By Eilene Lyon
A lesson from my personal history that I was slow to learn: there is a certain type of person in this world who steals from his or her employer. They don’t just destroy the trust of their bosses, though. The impulses that drive embezzlers taint all their relationships.
I have a degree in accounting from Ohio State. From 1987 to 2009, I worked as a freelance bookkeeper for a variety of businesses in Durango. For 20 years, one of these was a resort condominium complex. The owner of the management company hired Cynthia to run the business in the late 1980s.
He was usually out of town himself and therefore had little oversight. He authorized me to sign checks, as well as doing the books. That’s a number-one no-no. Certainly I had many opportunities to embezzle funds, but the thought of doing so gave me the willies. And it blinded me to the possibility that someone else might be doing just that.
I was a nerdy, introverted bookkeeper, but Cynthia was a firecracker. She did an excellent job of bringing in new corporate clients for short- and long-term rentals. She worked her charm on me, too, befriending me to keep me close and on her team.

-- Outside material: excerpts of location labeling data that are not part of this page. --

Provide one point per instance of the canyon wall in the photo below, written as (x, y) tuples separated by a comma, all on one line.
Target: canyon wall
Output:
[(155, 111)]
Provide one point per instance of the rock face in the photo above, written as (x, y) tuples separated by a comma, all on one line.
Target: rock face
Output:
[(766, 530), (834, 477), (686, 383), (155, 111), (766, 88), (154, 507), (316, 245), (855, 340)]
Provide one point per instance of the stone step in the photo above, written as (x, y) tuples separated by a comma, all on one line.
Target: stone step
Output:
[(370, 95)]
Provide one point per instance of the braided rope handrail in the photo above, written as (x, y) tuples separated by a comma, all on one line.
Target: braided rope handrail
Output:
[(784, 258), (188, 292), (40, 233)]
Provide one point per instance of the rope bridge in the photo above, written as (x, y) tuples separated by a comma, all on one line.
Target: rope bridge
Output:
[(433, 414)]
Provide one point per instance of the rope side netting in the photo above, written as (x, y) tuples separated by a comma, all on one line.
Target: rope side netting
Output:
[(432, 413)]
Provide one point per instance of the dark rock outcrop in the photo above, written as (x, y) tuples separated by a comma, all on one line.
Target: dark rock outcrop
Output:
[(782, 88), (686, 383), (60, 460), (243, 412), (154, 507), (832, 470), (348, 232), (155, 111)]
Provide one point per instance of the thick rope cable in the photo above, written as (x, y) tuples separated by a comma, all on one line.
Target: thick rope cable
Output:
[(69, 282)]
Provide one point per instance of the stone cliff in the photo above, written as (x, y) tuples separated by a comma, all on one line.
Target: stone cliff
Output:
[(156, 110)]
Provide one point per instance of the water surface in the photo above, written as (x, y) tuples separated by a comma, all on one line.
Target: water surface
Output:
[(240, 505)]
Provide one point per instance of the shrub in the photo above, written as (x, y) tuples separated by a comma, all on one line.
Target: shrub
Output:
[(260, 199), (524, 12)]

Statistics show that one thing most embezzlers have in common is living beyond their means. This might seem like an obvious tell, but Cynthia had a ready explanation. She came from a family of high achievers. Both her siblings were doctors. She had been part-owner of an oil company in Texas and made a ton of money from that period of her life.
She lived with her parents then, and she stored in their attic many a wardrobe box full of designer clothes – at least a dozen high-end ski suits, for example. She had so many shoes that she pasted photographs on the outsides of the boxes. Imelda Marcos had nothing on Cynthia.
To win my trust, she would pay for me to visit a dermatologist, because she knew my skin problems bothered me. We would go out dancing and she’d dress me in fancy sequined dresses and one of her numerous fur coats. I loved being in her orbit. It was fun.
I’m not sure what tipped off our boss, but he seemed sure that Cynthia had something to do with missing funds. The bottom line didn’t add up given the increase in business. I had to put in overtime to figure out how she pulled it off – and I lost another part-time job because of it.
Within a year or two, I met Cheryl, a friend of a friend. Like Cynthia, Cheryl wore very nice clothes, had expensive manicures and haircuts, but she lived in a trailer. She worked for Amoco (now BP) and later for a local building supply business. She claimed to be dating a big-wig in county government, but said his mother kept them from getting married. Funny, but not once did I ever see her with this guy.
Cheryl gave me a puppy (sweetest dog, ever) and helped me get together with a co-worker of hers (though she also seemed bent on sabotaging that relationship). It wasn’t until after she and I had parted ways that I read she had stolen more than $120K from the building supply company, nearly bankrupting the owner. Color me unsurprised.
I don’t recall the name of the third embezzler, since we weren’t acquainted, so I’ll call her Ann. Ann had worked for a property investor for many years. He owned one of the condos where I worked and was good friends with my employer there. After his experience with Cynthia, my boss began to suspect Ann of stealing from his buddy and recommended me as an investigator.
I had to go to Albuquerque and bring back box upon box of company records to examine for wrong-doing. Ann, dressed to the nines, piled on the charm when I came to the office to get the records (having found the place after she’d given me incorrect directions). It rang hollow. I’d seen this twice and finally gotten a clue. I didn’t trust her for an instant.
My search turned up the expected theft. Ann promptly got fired, much as Cynthia had. It bothered me that neither one was ever prosecuted for her misdeeds. It’s possible that the men who employed them didn’t want exposure for having trusted these thieves.
Cheryl was prosecuted, but I don’t know if she did time. I heard that some years after leaving Colorado, Cynthia got arrested for check fraud.
Perhaps by sharing these experiences, I can help some business owner or other organization to spot a potential problem. Evidence is ambivalent about whether women are more likely than men to commit this crime, but people in finance and bookkeeping are most likely to steal company or government funds.
Men tend to steal more money than women and small businesses are frequent targets. Large businesses also lose money to employee theft, though, and in much higher dollar amounts.
I can’t say I understand the type of insecurity that drove the embezzlers I’ve described, but it’s sad. They were all very intelligent, clever women who could have succeeded at anything they put their minds to; they chose to take the dishonorable path instead.